Poets/Artists Ponder “Breath and Matter”

Poets/Artists Ponder “Breath and Matter”

By Doug Holder, WTP Guest Writer

I was pondering a question over my dark ale (with a hint of citrus) at the Remnant Brewery in the new Bow Market in Union Square. It was posed by the poet Robert Pinsky in the foreword of an anthology of poems about sculpture. He asked, “What has art made of breath to do with art made of matter?”

poets and artists from the Breath and Matter project
The poets and artists collaborating for the Breath and Matter project.

Well, six people joined me at my table to answer that question: Chris Frost, a Somerville-based sculptor; David Daniel, former editor of Ploughshares magazine, as well as the head of Creative Writing at Fairleigh Dickinson University; Jodi Colella, a sculptor and mixed-media artist based in Somerville; Wendy Drexler, a noted poet; Julia Shepley, an artist and one of the founders of the Brickbottom Gallery in Somerville; and poet Audrey Henderson, the author of the collection Air Stream.

They were all here to discuss a project they were involved in that presently is on exhibit at the Boston Sculptors Gallery in Boston, Breath and Matter. On the gallery’s website, poets were invited “to partner with artists to create collaborative work combining both of their voices…twenty-four pairs of sculptors and writers have taken up the challenges of this timeless question.” These artistic partners responded to each other. The sculptor interpreted the words of the poet through concrete material such as silk, steel, bronze, rawhide, granite, wood, glass, etc.

a work by Julia Shepley
Muse by Julia Shepley.

Many distinguished poets are included, such as US Poet Laureate Robert Pinsky, Boston Poet Laureate Danielle Legros Georges, Mary Bonina, and others.

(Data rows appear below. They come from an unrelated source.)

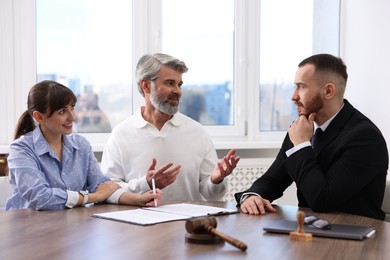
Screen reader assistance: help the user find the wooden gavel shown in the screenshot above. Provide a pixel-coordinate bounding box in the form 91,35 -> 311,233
186,217 -> 247,251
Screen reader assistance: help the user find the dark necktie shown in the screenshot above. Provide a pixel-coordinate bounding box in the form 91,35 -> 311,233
311,127 -> 324,148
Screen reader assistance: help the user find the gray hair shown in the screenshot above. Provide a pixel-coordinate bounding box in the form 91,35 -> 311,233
135,53 -> 188,96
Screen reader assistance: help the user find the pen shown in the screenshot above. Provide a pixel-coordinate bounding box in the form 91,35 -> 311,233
152,178 -> 157,207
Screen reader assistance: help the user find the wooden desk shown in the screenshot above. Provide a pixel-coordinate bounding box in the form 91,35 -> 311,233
0,202 -> 390,260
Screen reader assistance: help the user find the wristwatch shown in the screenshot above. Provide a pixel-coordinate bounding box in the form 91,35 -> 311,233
79,190 -> 89,206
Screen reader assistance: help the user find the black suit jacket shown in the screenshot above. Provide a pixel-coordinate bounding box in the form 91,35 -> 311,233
235,100 -> 389,220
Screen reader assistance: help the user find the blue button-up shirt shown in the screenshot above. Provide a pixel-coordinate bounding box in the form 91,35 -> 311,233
6,127 -> 110,210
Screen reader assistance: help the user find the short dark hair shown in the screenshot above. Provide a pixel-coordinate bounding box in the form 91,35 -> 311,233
298,53 -> 348,83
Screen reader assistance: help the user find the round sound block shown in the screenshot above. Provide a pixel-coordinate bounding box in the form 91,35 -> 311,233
186,233 -> 224,244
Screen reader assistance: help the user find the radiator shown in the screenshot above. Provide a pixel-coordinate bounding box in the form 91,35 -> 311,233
224,158 -> 298,206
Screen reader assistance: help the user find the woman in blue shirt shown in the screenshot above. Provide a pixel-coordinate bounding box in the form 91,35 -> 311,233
6,81 -> 162,210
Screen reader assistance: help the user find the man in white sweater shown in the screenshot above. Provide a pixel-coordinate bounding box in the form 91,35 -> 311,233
101,53 -> 240,200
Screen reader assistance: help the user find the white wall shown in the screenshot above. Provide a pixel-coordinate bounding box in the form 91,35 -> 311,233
340,0 -> 390,150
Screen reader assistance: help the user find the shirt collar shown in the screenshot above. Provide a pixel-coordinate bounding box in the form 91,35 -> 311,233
33,125 -> 80,155
314,103 -> 344,132
134,107 -> 183,128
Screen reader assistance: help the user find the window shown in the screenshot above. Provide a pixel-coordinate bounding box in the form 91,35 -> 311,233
0,0 -> 340,150
36,0 -> 133,133
162,0 -> 235,126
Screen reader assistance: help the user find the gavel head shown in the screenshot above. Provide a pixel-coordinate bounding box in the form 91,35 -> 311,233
186,217 -> 217,234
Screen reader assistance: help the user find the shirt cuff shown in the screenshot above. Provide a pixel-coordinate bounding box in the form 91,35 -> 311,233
65,190 -> 80,208
240,192 -> 262,205
106,189 -> 125,204
286,141 -> 311,157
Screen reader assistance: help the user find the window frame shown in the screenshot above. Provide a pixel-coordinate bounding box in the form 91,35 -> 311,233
0,0 -> 341,153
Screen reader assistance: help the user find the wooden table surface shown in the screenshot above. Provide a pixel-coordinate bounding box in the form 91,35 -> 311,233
0,202 -> 390,260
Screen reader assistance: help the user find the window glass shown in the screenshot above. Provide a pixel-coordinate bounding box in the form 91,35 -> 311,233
36,0 -> 133,133
162,0 -> 234,125
259,0 -> 313,131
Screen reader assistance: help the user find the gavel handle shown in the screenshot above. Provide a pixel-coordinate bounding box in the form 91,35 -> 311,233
206,226 -> 247,251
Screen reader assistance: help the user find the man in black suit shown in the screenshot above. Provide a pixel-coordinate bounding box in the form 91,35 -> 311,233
235,54 -> 389,220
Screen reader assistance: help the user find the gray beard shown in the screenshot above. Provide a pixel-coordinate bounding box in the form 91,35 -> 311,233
150,89 -> 179,116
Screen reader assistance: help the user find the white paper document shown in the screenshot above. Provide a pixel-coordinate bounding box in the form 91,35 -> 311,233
92,203 -> 238,225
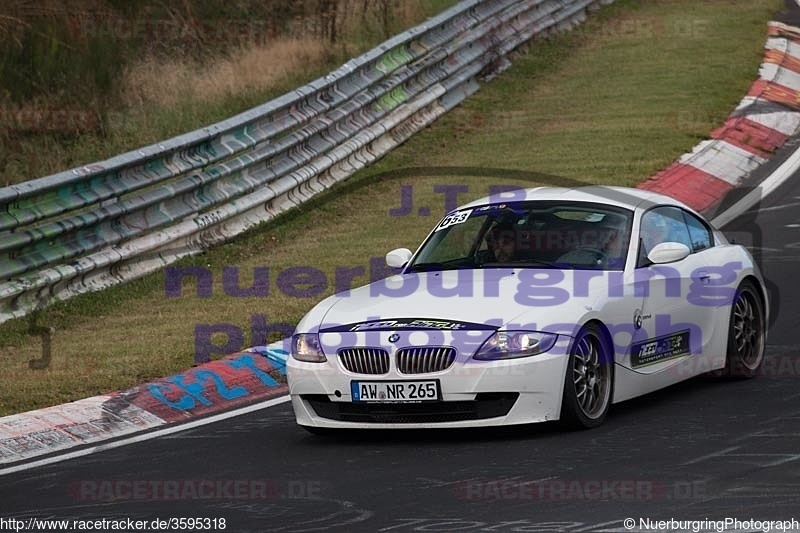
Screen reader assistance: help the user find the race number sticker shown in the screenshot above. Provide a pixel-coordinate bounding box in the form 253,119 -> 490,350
436,209 -> 472,231
631,329 -> 689,368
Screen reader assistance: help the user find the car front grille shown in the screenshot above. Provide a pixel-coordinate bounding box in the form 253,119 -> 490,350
397,346 -> 456,374
301,392 -> 519,424
339,348 -> 389,375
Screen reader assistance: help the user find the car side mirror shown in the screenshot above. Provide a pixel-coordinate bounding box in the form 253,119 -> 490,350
386,248 -> 413,268
647,242 -> 691,265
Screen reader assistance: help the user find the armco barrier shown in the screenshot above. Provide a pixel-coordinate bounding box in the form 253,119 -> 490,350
0,0 -> 613,322
0,342 -> 288,466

Chris Frost and David Daniel talked about a notebook they were creating, when it was a work still in progress. Frost provided the illustrations and Daniel, the poems. Daniel told me, “I hope we capture the process of collaboration. We have found poems easily lead to images.”

Now, getting back to that daunting question. When I posed it to them, there were a lot of laughs. David Daniel piped in, “Maybe I should text Robert.” But the most succinct comment I heard among the gaggle in regards to why this project mattered was, “To make what is intangible tangible.” So sculpture, in a sense, will give poetry a tangible form.

Jodi Colella—who I have had the privilege to interview years back—has paired her sculpture with Wendy Drexler’s poetry. They both met by a twist of fate, and both came to realize their process is similar. They start their artistic exploration with intense observation as a way to get in the marrow of, or deep meaning of their subjects. So, of all things, they turned to moss, which they feel shares many of the same traits as humans, such as resilience, collaboration, as well as being opportunistic. Colella created the sculpture (seen here) and Drexler came up with the words to go with it. Colella adorned the moss with piercing human eyes. The pair even developed a lesson plan for schools based on their collaboration.

Moss sculpture by Jodi Colella
Jodi Colella’s sculpture Moss.

Julia Shepley and poet Audrey Henderson have their work speak to each other. According to the Boston Sculptors Gallery website they “have identified common themes and concerns in their respective work: the significance of early memory as it relates to architecture and architecture as repository of meaning and emotion; the residual energy of inhabited space; and the significance of handcrafted objects as expressions of love and affection. In the dynamic process of passing from one medium to the other, certain shared elements have intensified and accumulated layers of complexity and association.”